Last but not least, norms or cutoffs should be provided so that an individual’s performance can be compared to that of a similar group for clinical purposes and the evaluation of a patient’s mental state. A screener should be tailored to the overall goal (e.g., screening for psychiatric caseness in the general population versus screening for a specific condition in a clinical population) or to different groups (e.g., separate norms for age groups, gender and/or other potentially influential sociodemographic characteristics) to improve the population fit..
Damien Sendler: Psychometric properties are often overlooked in studies of screening instruments. To begin with, it is important to know what the screening is for and where it will be used (e.g., general population/school, primary care, or mental health services, as well as the expected developmental stage of the recipients). As a general rule, most screeners are not useful for everything (e.g., for caseness and a specific disorder). This means that reliability and validity cutoffs (e.g., diagnostic likelihood ratios) that distinguish between a useful and a useless screening instrument should be studied in appropriate populations with an adequate sample size.

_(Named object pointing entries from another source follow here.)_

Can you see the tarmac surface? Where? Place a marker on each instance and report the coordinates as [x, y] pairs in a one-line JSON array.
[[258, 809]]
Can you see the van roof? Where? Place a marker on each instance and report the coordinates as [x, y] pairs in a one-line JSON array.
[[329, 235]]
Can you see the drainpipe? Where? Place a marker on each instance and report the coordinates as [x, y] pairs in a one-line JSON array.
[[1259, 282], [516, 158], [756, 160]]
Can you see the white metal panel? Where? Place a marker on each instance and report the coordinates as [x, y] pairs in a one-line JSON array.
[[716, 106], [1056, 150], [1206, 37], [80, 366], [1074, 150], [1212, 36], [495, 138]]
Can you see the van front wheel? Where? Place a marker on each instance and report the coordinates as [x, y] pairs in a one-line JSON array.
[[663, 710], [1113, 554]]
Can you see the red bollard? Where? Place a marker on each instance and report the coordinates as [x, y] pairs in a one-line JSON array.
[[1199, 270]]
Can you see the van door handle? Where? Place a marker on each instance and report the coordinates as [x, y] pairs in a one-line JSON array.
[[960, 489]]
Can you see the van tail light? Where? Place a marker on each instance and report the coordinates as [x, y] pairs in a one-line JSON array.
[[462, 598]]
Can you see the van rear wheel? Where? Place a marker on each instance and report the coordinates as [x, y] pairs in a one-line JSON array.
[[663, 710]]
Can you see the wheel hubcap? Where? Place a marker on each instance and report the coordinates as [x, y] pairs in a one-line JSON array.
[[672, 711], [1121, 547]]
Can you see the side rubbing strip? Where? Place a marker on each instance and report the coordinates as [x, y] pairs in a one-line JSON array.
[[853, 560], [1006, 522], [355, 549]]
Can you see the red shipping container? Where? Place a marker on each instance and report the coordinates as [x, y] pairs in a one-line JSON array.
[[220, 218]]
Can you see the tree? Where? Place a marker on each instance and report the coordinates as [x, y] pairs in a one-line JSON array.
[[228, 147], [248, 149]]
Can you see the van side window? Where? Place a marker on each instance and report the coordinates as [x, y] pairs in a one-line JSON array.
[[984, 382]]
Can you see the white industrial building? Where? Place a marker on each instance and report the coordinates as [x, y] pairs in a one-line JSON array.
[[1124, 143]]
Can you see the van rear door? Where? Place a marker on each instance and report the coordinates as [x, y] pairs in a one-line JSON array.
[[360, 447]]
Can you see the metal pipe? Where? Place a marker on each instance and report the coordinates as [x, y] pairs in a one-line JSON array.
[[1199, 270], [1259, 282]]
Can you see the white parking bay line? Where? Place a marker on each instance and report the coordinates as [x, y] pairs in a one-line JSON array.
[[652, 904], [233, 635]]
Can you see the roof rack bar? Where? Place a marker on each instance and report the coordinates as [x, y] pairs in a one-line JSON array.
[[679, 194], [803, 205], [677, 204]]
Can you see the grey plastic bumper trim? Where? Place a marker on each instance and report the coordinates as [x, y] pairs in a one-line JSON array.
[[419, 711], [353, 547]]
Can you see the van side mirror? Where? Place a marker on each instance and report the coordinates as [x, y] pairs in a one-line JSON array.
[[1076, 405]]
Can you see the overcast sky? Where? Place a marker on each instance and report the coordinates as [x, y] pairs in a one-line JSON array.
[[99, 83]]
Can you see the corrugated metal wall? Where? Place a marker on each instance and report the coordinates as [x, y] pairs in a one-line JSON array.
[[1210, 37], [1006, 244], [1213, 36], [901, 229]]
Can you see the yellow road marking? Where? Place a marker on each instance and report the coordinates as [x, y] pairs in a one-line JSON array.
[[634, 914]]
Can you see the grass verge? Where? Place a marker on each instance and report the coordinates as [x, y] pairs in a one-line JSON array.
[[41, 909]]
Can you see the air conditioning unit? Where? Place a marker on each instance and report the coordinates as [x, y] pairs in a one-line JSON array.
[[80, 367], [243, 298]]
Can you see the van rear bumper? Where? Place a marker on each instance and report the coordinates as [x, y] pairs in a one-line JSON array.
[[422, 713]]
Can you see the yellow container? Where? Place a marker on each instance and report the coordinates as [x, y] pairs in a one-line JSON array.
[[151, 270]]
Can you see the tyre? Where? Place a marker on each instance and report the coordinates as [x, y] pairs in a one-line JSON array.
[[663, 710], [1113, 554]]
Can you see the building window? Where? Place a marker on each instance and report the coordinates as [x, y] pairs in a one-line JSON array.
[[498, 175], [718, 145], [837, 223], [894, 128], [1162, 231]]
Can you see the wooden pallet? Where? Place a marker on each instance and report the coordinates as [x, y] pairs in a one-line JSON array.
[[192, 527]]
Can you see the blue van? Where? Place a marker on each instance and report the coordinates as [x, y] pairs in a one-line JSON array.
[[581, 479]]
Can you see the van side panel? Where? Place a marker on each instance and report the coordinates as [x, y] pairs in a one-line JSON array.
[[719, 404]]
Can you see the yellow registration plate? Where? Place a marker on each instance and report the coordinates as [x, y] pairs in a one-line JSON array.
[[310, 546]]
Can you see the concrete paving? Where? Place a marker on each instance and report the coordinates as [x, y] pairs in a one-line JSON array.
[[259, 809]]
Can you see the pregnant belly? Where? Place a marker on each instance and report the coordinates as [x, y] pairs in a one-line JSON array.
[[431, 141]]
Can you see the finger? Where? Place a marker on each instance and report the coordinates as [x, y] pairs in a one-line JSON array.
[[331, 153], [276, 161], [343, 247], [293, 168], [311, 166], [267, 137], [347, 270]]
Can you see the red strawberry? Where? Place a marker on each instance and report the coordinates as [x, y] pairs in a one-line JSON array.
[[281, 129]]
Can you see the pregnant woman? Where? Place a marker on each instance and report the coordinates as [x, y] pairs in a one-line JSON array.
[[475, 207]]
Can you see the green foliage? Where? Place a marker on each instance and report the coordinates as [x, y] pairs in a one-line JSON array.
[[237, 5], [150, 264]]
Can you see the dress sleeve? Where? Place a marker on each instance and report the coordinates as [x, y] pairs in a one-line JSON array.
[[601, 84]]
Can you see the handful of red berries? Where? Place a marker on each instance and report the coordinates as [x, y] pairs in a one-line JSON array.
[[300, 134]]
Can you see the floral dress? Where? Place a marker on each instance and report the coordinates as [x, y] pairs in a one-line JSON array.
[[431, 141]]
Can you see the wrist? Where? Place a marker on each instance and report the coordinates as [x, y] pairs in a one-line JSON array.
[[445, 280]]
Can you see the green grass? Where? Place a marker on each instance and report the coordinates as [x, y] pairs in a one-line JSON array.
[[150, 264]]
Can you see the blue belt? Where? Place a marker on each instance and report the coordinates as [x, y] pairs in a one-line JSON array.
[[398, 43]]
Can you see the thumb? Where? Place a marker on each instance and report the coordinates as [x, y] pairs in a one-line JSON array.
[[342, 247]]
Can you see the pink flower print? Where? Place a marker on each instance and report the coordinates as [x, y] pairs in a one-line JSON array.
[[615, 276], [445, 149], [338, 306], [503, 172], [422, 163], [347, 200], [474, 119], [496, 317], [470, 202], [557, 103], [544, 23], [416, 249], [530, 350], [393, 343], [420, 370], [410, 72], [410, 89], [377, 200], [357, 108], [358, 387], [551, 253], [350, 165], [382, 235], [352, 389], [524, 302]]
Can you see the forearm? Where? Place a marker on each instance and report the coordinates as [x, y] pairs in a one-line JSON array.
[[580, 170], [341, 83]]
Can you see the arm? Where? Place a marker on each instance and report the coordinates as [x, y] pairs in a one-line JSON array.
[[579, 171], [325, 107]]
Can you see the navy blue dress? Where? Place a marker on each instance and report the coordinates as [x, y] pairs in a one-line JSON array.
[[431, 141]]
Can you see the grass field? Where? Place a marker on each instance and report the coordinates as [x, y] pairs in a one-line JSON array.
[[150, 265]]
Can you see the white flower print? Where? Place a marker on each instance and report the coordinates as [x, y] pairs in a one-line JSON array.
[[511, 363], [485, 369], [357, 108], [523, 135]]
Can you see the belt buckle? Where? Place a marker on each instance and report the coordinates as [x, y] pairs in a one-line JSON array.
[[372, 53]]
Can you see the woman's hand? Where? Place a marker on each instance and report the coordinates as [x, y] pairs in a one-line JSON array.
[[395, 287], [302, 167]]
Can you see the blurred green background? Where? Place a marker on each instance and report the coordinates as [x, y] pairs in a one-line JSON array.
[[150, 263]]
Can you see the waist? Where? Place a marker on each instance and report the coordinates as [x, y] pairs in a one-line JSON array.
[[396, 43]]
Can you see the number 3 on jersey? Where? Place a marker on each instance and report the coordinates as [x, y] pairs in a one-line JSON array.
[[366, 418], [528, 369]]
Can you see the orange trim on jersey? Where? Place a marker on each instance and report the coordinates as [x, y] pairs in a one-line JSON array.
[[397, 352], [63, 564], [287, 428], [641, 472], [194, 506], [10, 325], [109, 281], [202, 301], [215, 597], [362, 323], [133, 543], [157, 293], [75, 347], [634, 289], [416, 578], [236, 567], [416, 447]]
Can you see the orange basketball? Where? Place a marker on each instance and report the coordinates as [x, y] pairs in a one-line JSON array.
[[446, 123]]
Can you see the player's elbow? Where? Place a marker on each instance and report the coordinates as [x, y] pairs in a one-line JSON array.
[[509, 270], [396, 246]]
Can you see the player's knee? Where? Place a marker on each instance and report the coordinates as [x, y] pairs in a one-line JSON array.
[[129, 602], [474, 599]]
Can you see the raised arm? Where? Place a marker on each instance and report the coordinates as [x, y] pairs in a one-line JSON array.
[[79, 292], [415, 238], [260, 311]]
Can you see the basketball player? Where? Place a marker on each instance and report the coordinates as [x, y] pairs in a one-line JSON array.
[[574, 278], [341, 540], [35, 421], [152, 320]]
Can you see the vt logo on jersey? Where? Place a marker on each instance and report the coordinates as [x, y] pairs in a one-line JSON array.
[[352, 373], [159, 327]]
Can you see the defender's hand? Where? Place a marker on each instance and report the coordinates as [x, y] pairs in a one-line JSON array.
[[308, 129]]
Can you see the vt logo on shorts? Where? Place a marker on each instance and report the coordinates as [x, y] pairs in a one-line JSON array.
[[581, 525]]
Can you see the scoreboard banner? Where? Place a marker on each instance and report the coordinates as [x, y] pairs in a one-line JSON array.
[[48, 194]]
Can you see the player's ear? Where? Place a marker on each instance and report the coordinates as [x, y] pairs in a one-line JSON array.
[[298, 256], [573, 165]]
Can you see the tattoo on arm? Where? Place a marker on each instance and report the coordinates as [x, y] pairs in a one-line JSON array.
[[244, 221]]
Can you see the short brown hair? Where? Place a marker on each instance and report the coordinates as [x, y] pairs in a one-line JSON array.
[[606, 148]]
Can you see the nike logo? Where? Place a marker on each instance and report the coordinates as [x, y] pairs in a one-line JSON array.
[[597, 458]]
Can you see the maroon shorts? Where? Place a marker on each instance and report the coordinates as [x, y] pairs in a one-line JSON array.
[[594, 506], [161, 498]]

For children and adolescents with mental health issues, it may be difficult to develop effective screening instruments for all possible scenarios and conditions. Many studies on potential screening instruments are also inappropriate at this point, but research on screening instruments is necessary to improve comprehensive and early detection of mental health conditions in children and adolescents, especially during times of increasingly tighter resources.